Diecisiete de los veinticinco cortes de 'Nothing But... Organic House Explorations, Vol. 16' viven en tonalidad menor. Ese dato, antes de escuchar nada, ya dibuja el clima: un house de tarde cayendo, más introspectivo que eufórico, donde los ocho pasajes en modo mayor funcionan como claros en el bosque. La apertura marca la pauta: 'Free' de Rick Marshall, en Do menor y 124 BPM, apenas tres minutos que dejan la melancolía instalada desde el primer compás.
Sol menor es el centro gravitacional del volumen: cinco piezas orbitan esa tonalidad, y no parece casual que las dos últimas —'OssessionE' de Max Palmer y 'No Fear' de Melchior Sultana, ambas a 125 BPM— la compartan. El cierre queda en manos del maltés Sultana, productor de deep house con sello propio, Profound Sound, y una de las firmas con más recorrido del lote: sus 6:12 finales suenan a resolución, no a fundido de oficio. Re menor le sigue en peso con cuatro apariciones, de 'Stop Me This Time' en la remezcla de Rubber People al 'Golden' de Jamie Walker.
El claro de las 80 pulsaciones
Justo en el ecuador, el mapa se quiebra: 'Midnight Bells' de DJ DLG baja a 80 BPM y se instala en La mayor durante tres minutos.
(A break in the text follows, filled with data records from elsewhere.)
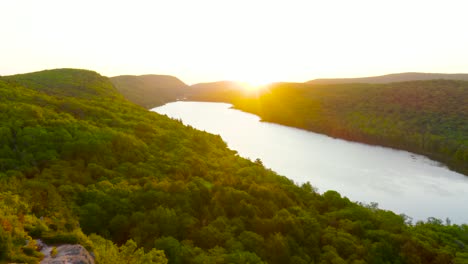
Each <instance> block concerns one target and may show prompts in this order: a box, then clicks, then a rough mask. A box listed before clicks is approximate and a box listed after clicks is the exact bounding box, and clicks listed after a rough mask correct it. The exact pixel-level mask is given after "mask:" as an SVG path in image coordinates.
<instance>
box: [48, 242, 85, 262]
mask: <svg viewBox="0 0 468 264" xmlns="http://www.w3.org/2000/svg"><path fill="white" fill-rule="evenodd" d="M52 248H53V247H50V246H45V247H43V248H42V250H41V252H42V253H43V254H44V255H45V257H44V259H43V260H42V261H41V264H94V258H93V257H92V256H91V254H89V252H88V251H87V250H86V249H85V248H84V247H83V246H81V245H60V246H57V247H56V249H57V255H56V256H55V257H52V256H51V251H52Z"/></svg>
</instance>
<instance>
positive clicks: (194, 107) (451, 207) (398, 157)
mask: <svg viewBox="0 0 468 264" xmlns="http://www.w3.org/2000/svg"><path fill="white" fill-rule="evenodd" d="M152 111H155V112H157V113H160V114H165V115H167V116H169V117H171V118H176V119H181V120H182V122H183V123H184V124H186V125H190V126H192V127H194V128H197V129H200V130H205V131H207V132H210V133H213V134H219V135H220V136H221V137H222V138H223V140H224V141H225V142H226V143H227V144H228V146H229V148H231V149H233V150H236V151H237V152H238V153H239V155H240V156H242V157H246V158H249V159H251V160H255V159H257V158H259V159H261V160H262V162H263V164H264V165H265V166H266V167H268V168H271V169H272V170H274V171H276V172H277V173H279V174H281V175H284V176H286V177H288V178H290V179H292V180H293V181H294V182H296V183H298V184H301V183H304V182H307V181H308V182H310V183H311V184H312V185H313V186H314V187H316V188H318V191H319V192H321V193H323V192H325V191H327V190H336V191H338V192H339V193H341V195H343V196H347V197H348V198H349V199H350V200H353V201H359V202H364V203H370V202H377V203H378V204H379V208H382V209H387V210H392V211H394V212H396V213H398V214H401V213H404V214H406V215H408V216H410V217H412V218H413V219H414V220H415V221H416V220H426V219H427V218H428V217H436V218H439V219H442V220H445V219H446V218H447V217H448V218H450V220H451V221H452V222H453V223H468V213H467V210H466V209H467V208H468V177H466V176H464V175H462V174H459V173H456V172H453V171H451V170H449V169H447V168H446V167H445V166H443V165H441V164H439V163H437V162H435V161H432V160H430V159H428V158H426V157H424V156H421V155H417V154H413V153H410V152H407V151H400V150H394V149H390V148H384V147H378V146H370V145H366V144H360V143H354V142H349V141H345V140H341V139H335V138H331V137H328V136H325V135H322V134H317V133H313V132H309V131H306V130H301V129H296V128H291V127H286V126H282V125H277V124H272V123H266V122H261V121H260V118H259V117H258V116H256V115H253V114H249V113H245V112H241V111H239V110H235V109H232V108H231V105H230V104H224V103H205V102H174V103H169V104H166V105H163V106H161V107H157V108H154V109H152ZM415 221H413V222H415Z"/></svg>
En un paisaje que se mueve casi entero entre 123 y 134, ese valle a mitad de camino es la decisión más expresiva de la selección, un respiro luminoso antes de que 'Sweet Like' de Chris Chatterje dispare el techo de velocidad a 134 en Fa menor.
Las duraciones también dibujan emociones. El extremo breve es 'Hola' de Floris Dice, 2:34 en Mi bemol menor, un apunte fugaz; el largo, 'Be a Szervezetbe' de Grema, casi nueve minutos resueltos en Do mayor, la tonalidad más diáfana de todas. Que la pieza más ambiciosa del disco sea también la más abierta armónicamente resume bien el paisaje completo: sombra sostenida con salidas de luz calculadas, colocadas justo donde el oído las pide.